It took John Criswick less than a week to make his decision. It was something he had always wanted to do, ever since his parents bought him a telescope when he was 10. Never mind that it cost $200,000 to get there. He wanted to bring some adventure back into his life.
He would go to space.
"I like to have a little bit of risk and not be able to predict what's going to happen," said the 43-year-old CEO of Magmic Games, an Ottawa-based company that publishes and develops games for cellphones and BlackBerrys. "It's not just about the launch. A bunch of things are going to happen to me between now and then because of it."
Criswick is one of four Canadians who have signed up for Virgin Galactic's trips to space, slated to start in late 2009 or early 2010. Worldwide, almost 200 people in 30 countries have signed up for the 2½-hour trip to the final frontier.
To promote this nascent industry in Canada, Virgin Galactic has appointed five Canadian travel consultants who will act as sales representatives for the London-based arm of the Virgin Group of companies. Last week, Virgin's head of astronaut sales, Carolyn Wincer, trained the "accredited space agents" in Vancouver and visited them in their respective cities.
"It's a unique product to sell and one that's quite complicated, with a lot of unusual questions and one that not a lot of people know about," she said from the company's Toronto office.
Right now, it seems Virgin will take anyone willing to slap down a $20,000 (all figures U.S.) refundable deposit for the trip. There are no prerequisites other than "good health and reasonable fitness."

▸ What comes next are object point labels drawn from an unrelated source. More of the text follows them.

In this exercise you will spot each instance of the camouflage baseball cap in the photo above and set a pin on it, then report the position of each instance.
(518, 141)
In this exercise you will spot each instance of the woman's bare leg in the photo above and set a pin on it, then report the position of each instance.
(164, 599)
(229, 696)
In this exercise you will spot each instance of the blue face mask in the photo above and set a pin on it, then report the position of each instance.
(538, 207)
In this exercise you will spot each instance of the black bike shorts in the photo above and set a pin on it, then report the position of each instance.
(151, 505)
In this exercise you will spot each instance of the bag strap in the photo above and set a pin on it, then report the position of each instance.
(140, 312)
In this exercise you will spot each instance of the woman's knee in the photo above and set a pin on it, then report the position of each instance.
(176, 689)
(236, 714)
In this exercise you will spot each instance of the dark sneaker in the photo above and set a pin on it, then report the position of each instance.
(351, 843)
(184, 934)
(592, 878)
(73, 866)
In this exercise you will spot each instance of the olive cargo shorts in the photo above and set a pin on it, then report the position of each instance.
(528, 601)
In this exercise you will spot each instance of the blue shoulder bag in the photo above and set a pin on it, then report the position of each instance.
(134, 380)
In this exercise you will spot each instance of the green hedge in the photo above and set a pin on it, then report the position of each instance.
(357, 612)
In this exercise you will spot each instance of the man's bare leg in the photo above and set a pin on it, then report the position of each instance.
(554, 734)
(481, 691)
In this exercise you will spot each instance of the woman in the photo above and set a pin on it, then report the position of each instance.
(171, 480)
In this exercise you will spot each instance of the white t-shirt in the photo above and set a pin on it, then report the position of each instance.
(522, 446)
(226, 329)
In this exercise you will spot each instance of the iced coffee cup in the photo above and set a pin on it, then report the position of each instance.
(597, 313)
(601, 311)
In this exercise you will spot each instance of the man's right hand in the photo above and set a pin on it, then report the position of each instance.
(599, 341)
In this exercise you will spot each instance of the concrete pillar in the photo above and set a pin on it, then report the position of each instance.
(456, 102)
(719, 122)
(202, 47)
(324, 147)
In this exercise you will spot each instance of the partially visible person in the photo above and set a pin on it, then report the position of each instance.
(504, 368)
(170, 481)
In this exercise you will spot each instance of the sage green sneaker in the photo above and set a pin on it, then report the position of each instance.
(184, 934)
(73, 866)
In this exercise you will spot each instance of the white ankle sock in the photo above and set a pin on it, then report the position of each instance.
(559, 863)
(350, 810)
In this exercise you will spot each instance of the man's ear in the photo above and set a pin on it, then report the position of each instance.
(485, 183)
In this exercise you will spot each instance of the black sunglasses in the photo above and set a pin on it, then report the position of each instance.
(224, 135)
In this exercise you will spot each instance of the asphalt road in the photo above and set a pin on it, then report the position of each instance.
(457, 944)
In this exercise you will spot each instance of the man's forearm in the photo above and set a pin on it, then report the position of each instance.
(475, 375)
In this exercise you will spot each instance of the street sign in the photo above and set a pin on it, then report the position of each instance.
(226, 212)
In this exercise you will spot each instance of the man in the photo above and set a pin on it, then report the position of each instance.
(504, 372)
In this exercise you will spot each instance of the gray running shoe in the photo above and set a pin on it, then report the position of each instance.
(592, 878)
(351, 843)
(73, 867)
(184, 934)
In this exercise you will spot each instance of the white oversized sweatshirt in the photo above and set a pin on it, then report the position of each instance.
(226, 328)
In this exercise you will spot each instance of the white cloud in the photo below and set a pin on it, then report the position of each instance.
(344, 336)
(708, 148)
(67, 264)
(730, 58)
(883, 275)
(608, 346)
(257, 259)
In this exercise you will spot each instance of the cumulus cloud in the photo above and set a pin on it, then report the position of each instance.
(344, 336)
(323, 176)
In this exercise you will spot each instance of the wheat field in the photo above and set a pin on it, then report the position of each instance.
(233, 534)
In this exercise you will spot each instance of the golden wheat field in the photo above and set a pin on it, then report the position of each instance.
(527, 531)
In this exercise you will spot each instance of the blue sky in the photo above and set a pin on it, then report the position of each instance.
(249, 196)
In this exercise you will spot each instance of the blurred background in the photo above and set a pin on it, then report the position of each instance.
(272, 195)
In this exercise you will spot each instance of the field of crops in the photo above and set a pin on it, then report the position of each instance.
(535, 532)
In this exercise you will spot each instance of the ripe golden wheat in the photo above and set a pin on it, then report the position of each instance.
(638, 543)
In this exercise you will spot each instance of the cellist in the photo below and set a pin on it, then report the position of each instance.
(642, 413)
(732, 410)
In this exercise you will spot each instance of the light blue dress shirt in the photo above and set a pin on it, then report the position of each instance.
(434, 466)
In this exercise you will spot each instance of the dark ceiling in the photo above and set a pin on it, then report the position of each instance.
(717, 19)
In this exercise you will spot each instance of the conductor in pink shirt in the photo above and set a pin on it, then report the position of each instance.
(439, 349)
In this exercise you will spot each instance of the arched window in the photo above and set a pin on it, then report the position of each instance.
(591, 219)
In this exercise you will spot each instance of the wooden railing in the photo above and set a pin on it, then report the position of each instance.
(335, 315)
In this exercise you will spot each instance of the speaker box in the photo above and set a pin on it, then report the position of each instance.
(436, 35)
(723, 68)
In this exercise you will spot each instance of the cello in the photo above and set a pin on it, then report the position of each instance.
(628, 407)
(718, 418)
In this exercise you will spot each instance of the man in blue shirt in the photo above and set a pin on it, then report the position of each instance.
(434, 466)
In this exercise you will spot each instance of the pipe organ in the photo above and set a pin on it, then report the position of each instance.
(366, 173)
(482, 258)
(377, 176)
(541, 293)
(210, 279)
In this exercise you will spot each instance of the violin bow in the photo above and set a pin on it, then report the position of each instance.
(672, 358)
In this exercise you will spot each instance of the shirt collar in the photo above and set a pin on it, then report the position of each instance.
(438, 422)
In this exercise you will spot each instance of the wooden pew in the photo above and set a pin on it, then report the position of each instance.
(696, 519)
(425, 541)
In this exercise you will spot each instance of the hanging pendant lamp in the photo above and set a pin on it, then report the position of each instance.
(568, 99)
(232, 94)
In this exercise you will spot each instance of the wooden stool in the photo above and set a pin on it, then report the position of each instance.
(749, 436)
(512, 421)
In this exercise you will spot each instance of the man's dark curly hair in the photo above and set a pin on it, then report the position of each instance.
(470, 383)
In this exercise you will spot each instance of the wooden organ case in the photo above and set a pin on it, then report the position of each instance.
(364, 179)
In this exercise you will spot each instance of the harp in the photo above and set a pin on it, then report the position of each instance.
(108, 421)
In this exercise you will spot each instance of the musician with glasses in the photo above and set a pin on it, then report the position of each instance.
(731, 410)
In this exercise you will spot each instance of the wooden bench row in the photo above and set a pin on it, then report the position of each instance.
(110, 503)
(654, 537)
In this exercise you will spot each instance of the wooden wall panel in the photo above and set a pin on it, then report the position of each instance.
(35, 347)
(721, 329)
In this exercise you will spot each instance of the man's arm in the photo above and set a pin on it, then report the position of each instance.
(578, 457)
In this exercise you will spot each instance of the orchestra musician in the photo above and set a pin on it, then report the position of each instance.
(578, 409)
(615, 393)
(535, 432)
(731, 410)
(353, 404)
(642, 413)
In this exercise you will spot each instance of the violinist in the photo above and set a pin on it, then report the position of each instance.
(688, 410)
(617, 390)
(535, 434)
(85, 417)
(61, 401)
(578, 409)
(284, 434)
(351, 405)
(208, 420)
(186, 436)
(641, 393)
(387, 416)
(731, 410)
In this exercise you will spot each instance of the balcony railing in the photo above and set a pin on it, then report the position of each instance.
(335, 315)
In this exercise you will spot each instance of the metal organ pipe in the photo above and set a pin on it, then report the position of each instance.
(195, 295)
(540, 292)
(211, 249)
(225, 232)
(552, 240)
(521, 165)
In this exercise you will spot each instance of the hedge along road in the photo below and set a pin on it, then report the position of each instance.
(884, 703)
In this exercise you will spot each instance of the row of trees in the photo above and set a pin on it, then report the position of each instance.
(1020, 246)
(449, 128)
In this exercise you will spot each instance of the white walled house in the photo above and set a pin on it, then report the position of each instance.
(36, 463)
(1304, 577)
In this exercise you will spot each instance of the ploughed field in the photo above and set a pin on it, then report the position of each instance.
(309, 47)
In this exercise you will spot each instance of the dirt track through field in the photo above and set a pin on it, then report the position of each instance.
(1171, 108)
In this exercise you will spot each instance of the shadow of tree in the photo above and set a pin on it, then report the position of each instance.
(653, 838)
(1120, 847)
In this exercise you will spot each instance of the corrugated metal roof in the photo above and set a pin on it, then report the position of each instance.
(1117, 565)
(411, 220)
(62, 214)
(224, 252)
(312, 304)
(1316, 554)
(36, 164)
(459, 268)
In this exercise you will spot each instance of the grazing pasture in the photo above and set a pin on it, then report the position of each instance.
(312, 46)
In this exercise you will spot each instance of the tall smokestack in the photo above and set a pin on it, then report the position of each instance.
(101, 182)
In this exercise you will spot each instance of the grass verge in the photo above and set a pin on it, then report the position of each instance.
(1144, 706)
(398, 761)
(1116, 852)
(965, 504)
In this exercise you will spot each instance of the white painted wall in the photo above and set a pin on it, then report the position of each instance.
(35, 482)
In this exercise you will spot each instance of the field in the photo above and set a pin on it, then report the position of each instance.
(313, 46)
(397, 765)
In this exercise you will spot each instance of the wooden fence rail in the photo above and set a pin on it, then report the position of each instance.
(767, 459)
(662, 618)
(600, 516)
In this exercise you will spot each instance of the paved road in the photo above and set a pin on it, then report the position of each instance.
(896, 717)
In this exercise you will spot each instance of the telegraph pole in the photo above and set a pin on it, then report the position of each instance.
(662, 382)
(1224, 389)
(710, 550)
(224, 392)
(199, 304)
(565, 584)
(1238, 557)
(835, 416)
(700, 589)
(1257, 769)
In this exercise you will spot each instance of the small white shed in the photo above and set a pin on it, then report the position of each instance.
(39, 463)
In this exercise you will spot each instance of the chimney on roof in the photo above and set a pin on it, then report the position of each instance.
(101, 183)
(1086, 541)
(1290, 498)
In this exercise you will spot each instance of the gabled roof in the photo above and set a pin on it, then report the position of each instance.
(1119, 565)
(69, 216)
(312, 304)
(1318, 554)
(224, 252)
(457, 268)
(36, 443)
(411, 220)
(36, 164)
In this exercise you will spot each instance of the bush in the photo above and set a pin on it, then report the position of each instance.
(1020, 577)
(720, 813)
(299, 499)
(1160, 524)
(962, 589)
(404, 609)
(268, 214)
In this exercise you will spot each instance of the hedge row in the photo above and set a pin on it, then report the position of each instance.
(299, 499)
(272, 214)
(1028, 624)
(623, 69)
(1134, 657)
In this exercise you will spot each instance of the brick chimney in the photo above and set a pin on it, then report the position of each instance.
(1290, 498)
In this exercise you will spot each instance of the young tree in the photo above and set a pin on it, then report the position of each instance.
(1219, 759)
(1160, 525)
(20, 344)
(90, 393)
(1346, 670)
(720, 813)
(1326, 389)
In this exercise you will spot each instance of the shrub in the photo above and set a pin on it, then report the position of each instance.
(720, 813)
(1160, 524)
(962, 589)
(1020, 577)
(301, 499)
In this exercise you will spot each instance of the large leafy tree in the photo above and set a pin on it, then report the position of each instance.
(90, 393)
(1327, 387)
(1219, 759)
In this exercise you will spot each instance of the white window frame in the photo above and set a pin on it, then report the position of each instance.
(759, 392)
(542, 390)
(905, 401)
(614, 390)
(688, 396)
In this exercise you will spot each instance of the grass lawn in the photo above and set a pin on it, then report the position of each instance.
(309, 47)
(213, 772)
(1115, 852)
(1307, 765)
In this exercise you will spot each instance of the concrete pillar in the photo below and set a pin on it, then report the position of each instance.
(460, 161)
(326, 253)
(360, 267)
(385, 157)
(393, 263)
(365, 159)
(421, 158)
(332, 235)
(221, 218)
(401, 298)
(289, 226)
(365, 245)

"The problem is that until now, nobody's monitored normal, everyday people undergoing G-forces," Wincer said. "The only people that are monitored are people training to be fighter pilots, and they are already trained to be in peak condition.
"So we hope to know more very soon ... but having said that, the G-force profile is nowhere near what fighter pilots and astronauts going to the moon have had to undergo. It should be fairly okay."
Travellers will experience a maximum of 3.5 Gs during their brief sojourn to space, Wincer said. Fighter pilots regularly experience about nine Gs, and even intense roller coasters can generate five.
This fall, Virgin will be sending the first 100 customers to human centrifuge training in Philadelphia, where specialists will test their ability to withstand G-force pressures, which can cause blackouts and even redouts, in which capillaries in the eyes burst.
"After those first 100, the goal is that they can just turn up a few days before a flight and do it," Wincer said.
Make space travel simple: That's what British billionaire Richard Branson, the Virgin Group's founder, had in mind when he partnered with Burt Rutan, the aerospace engineer who designed the company's spacecraft, SpaceShipOne.
The vehicle was the winner of the $10-million Ansari X Prize, a competition for the first reusable, non-government, manned spacecraft.
Virgin will take its travellers on a brief, sub-orbital flight that reaches its peak 110 kilometres above Earth. They won't go fast enough to go into orbit, so the trip is essentially like throwing a gigantic ball into a parabolic arc and having it float safely to the ground.
The travellers will undergo a medical assessment six months before their flight. Wincer said they fly at their own risk and go through a process of "informed consent" before signing a waiver.
"At each stage, we advise what we know and what we don't know, and likewise the passenger has to advise the same thing," she said.
After two days of psychological, safety and G-force training, a mother ship will take the travellers' spaceship on a 40-minute flight to an altitude of 15,240 metres (the cruising altitude of the now-retired Concorde jet) and then release it.